I’d love a good tiara. Would go fabulously with these boots, I think, as I prop my tall Docs up on the counter to admire them more closely. Playfully wiggling my feet side to side as I contemplate my life’s decisions and whether or not I could really pull off a tiara, I promptly fall backward off the stool.
I lay on the floor for a minute, stunned, taking inventory of any damage I may have sustained in my fall. Luckily, I missed Van Helsing and the vintage anatomy charts that hang behind the counter, instead, landing on the anti-fatigue mat I have for standing at the register.
“What a damn day!” I groan.
I look up at Van Helsing from my place on the ground to see him staring back at me with sightless eyes. I wish I had Jo here with me already.

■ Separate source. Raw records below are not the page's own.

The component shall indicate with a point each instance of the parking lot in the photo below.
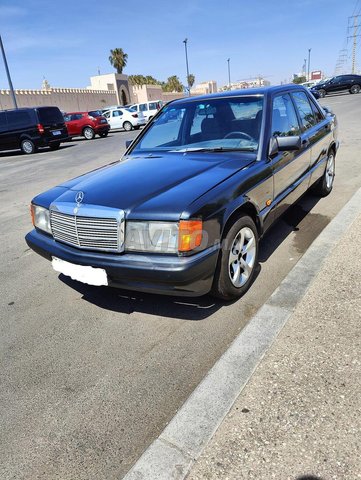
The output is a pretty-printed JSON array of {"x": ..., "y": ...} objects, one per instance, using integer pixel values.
[{"x": 90, "y": 376}]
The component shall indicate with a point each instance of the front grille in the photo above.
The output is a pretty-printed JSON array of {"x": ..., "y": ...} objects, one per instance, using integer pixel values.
[{"x": 92, "y": 233}]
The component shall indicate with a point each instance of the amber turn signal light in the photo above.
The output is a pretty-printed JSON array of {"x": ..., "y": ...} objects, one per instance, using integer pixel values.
[
  {"x": 190, "y": 235},
  {"x": 32, "y": 214}
]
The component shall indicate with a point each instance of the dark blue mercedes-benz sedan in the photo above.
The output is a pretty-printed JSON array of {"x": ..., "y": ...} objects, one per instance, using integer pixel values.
[{"x": 183, "y": 211}]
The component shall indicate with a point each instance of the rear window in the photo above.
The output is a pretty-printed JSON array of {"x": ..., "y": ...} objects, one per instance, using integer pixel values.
[
  {"x": 19, "y": 118},
  {"x": 50, "y": 115}
]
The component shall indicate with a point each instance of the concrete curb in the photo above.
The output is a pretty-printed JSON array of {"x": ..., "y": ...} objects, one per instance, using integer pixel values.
[{"x": 172, "y": 454}]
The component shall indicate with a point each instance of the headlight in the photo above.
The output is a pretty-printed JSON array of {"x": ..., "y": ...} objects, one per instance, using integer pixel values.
[
  {"x": 161, "y": 237},
  {"x": 41, "y": 218}
]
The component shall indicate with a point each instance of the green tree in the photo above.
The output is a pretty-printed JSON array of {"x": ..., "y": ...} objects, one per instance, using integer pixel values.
[
  {"x": 298, "y": 79},
  {"x": 173, "y": 84},
  {"x": 118, "y": 59},
  {"x": 191, "y": 78}
]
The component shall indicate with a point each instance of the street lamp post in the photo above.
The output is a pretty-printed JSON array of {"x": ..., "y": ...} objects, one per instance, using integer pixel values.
[
  {"x": 229, "y": 73},
  {"x": 8, "y": 73},
  {"x": 185, "y": 41},
  {"x": 309, "y": 62}
]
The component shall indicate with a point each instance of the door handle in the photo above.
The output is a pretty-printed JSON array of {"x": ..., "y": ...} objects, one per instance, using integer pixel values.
[{"x": 305, "y": 143}]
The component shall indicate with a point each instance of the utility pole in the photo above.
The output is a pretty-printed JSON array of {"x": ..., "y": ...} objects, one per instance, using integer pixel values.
[
  {"x": 8, "y": 74},
  {"x": 354, "y": 38},
  {"x": 229, "y": 73},
  {"x": 185, "y": 41},
  {"x": 309, "y": 63}
]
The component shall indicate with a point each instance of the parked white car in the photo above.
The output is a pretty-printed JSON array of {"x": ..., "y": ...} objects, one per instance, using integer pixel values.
[
  {"x": 124, "y": 118},
  {"x": 149, "y": 109}
]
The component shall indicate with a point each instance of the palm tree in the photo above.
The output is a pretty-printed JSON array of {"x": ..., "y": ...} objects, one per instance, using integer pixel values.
[
  {"x": 118, "y": 59},
  {"x": 173, "y": 84}
]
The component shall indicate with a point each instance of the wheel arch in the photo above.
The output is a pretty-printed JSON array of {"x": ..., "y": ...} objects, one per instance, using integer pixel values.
[{"x": 246, "y": 208}]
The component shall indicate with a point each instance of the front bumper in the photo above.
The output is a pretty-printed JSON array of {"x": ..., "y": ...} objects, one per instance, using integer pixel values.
[{"x": 153, "y": 273}]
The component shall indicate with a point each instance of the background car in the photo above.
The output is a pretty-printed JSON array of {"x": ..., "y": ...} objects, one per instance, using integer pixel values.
[
  {"x": 340, "y": 83},
  {"x": 124, "y": 118},
  {"x": 86, "y": 124},
  {"x": 149, "y": 109},
  {"x": 30, "y": 128}
]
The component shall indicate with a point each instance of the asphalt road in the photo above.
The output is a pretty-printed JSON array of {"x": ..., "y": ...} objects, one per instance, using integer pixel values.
[{"x": 90, "y": 376}]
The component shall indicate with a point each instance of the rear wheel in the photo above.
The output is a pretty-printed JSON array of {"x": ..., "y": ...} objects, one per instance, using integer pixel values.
[
  {"x": 54, "y": 146},
  {"x": 355, "y": 89},
  {"x": 127, "y": 126},
  {"x": 88, "y": 133},
  {"x": 324, "y": 186},
  {"x": 237, "y": 260},
  {"x": 27, "y": 146}
]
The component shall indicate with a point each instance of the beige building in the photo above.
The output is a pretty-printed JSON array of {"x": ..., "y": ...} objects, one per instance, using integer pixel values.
[
  {"x": 204, "y": 88},
  {"x": 250, "y": 83},
  {"x": 104, "y": 91}
]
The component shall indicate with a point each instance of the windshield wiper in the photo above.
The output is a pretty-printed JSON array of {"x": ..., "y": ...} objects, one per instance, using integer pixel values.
[{"x": 215, "y": 149}]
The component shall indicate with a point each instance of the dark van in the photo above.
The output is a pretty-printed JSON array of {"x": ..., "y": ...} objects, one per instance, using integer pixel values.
[{"x": 30, "y": 128}]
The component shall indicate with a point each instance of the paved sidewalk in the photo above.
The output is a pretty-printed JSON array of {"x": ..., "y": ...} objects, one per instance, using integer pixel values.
[{"x": 299, "y": 416}]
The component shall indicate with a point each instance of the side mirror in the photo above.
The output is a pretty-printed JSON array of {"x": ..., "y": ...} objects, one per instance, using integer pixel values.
[
  {"x": 328, "y": 110},
  {"x": 284, "y": 144}
]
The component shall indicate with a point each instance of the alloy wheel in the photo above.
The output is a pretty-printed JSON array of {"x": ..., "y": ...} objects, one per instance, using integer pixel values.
[{"x": 242, "y": 257}]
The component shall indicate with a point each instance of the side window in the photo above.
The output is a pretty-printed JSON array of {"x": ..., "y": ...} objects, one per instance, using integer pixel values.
[
  {"x": 18, "y": 119},
  {"x": 284, "y": 118},
  {"x": 304, "y": 109},
  {"x": 316, "y": 112}
]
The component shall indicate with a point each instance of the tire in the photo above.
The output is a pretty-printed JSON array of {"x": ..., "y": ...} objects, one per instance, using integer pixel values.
[
  {"x": 232, "y": 279},
  {"x": 324, "y": 185},
  {"x": 54, "y": 146},
  {"x": 27, "y": 146},
  {"x": 88, "y": 133},
  {"x": 355, "y": 89}
]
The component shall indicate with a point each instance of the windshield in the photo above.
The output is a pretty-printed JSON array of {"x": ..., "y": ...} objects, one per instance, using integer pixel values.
[{"x": 229, "y": 123}]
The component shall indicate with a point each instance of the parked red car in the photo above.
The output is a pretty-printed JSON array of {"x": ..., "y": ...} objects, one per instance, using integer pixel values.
[{"x": 86, "y": 124}]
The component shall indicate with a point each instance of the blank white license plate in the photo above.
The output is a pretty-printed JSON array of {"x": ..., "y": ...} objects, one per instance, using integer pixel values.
[{"x": 85, "y": 274}]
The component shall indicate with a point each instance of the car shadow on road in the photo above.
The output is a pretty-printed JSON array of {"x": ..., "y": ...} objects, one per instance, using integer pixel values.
[
  {"x": 291, "y": 221},
  {"x": 18, "y": 153},
  {"x": 127, "y": 302}
]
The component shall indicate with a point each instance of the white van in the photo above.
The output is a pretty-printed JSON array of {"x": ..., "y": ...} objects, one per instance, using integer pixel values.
[{"x": 149, "y": 109}]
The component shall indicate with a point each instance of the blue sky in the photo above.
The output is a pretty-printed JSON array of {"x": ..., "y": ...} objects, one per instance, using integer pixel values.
[{"x": 66, "y": 41}]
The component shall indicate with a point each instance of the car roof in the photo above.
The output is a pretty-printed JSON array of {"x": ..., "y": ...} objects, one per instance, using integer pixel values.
[{"x": 245, "y": 92}]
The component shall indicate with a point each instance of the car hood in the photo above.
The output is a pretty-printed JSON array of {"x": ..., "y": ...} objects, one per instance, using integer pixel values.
[{"x": 163, "y": 185}]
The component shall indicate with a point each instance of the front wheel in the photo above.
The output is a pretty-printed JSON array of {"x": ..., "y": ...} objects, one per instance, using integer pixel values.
[
  {"x": 88, "y": 133},
  {"x": 355, "y": 89},
  {"x": 27, "y": 146},
  {"x": 324, "y": 185},
  {"x": 237, "y": 260}
]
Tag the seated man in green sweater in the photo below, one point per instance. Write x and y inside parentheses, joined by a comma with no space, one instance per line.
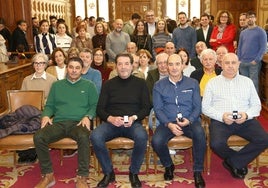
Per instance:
(72,104)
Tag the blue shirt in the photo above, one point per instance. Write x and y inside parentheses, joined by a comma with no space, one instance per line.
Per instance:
(170,98)
(94,76)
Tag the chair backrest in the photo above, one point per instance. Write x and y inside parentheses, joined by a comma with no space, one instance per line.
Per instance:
(18,98)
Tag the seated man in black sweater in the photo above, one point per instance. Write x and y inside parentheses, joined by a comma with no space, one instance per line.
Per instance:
(123,103)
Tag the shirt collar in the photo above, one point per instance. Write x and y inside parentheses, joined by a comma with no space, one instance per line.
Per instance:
(174,83)
(44,76)
(72,81)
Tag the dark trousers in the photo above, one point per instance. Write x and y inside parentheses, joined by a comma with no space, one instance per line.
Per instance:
(251,130)
(57,131)
(194,131)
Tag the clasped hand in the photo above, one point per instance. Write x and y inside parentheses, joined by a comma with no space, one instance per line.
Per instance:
(228,118)
(176,127)
(118,121)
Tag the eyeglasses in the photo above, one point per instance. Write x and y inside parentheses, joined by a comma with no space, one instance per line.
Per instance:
(100,55)
(39,63)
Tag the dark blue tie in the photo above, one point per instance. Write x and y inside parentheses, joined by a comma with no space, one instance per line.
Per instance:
(45,43)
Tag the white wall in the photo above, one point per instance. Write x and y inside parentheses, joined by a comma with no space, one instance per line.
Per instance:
(172,5)
(171,11)
(92,8)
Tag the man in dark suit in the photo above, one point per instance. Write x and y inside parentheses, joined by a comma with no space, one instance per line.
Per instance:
(19,41)
(204,33)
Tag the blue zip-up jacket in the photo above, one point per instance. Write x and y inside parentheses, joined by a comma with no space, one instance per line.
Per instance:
(170,98)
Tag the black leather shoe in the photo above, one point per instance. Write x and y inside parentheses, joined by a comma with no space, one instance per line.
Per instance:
(108,178)
(168,175)
(198,180)
(233,171)
(134,180)
(243,171)
(27,159)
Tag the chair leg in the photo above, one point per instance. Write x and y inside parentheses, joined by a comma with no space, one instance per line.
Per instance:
(257,164)
(61,157)
(155,162)
(147,159)
(14,157)
(208,160)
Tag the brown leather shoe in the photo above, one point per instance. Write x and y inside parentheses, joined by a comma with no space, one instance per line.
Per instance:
(81,182)
(48,180)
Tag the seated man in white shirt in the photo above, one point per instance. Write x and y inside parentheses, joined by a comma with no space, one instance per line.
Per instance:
(232,103)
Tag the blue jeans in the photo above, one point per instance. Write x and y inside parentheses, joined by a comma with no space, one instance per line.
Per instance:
(251,130)
(251,71)
(151,122)
(106,131)
(195,131)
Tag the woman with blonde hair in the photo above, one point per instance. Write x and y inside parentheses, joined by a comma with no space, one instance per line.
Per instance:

Although, chaos magnet that she is, I probably would have pulled out a cord when I fell and somehow caught the building on fire only for her to fall in love with a firefighter.
I roll to my side and cautiously come to a sitting position while scolding myself for my daydreaming that caused the fall. Grabbing the rungs of the stool, I haul myself up, graceful as ever.
Lucifer takes that moment to jump down from his perch and stalk over to me. He sits down and studies me judgmentally, clearly wondering why on earth I disturbed his royal slumber. I can almost see his eyebrow raised in disdain. For as much as he dislikes me, I’m not quite sure why he sticks around.
I feel a little dizzy. The morning’s events and low blood sugar coalescing into mild disorientation. No longer able to put off eating, I make my way back to my small kitchen to reheat my leftover crab cake.
I fill Lucifer’s dish with exorbitantly expensive stinky wet food, the only cat food he will eat. I assume he eats mice or something when he disappears from time to time, but here at home, only the best for his majesty.
I grab a seltzer while I wait for the toaster oven, the fizz dancing on my tongue and tickling my nose, clearing some of the fog from my fall. Sussing out the mystery of the disembodied voice from this morning occupies my mind until, at last, the ding of the oven informs me lunch is ready. I pick up my lunch and drink, heading back out to the shop.
Drink and paper plate in hand, I go to sit down when the same exotic voice from earlier again startles me. I whirl around to face the speaker, determined to catch him this time.
“Hello again,” he says with a trace of an accent and a slow cadence. The voice feels ancient, is the only way to describe it. It stirs thoughts of castles, shadowy forests, and leaves in the wind. An image of wolves racing through ancient trees flashes in my mind.
Visceral.
Dark.
Dangerous.
My eyes lift to his amber ones and the hair on my body rises like being too close to a lightning strike. I can almost smell the petrichor and ozone of an incoming storm.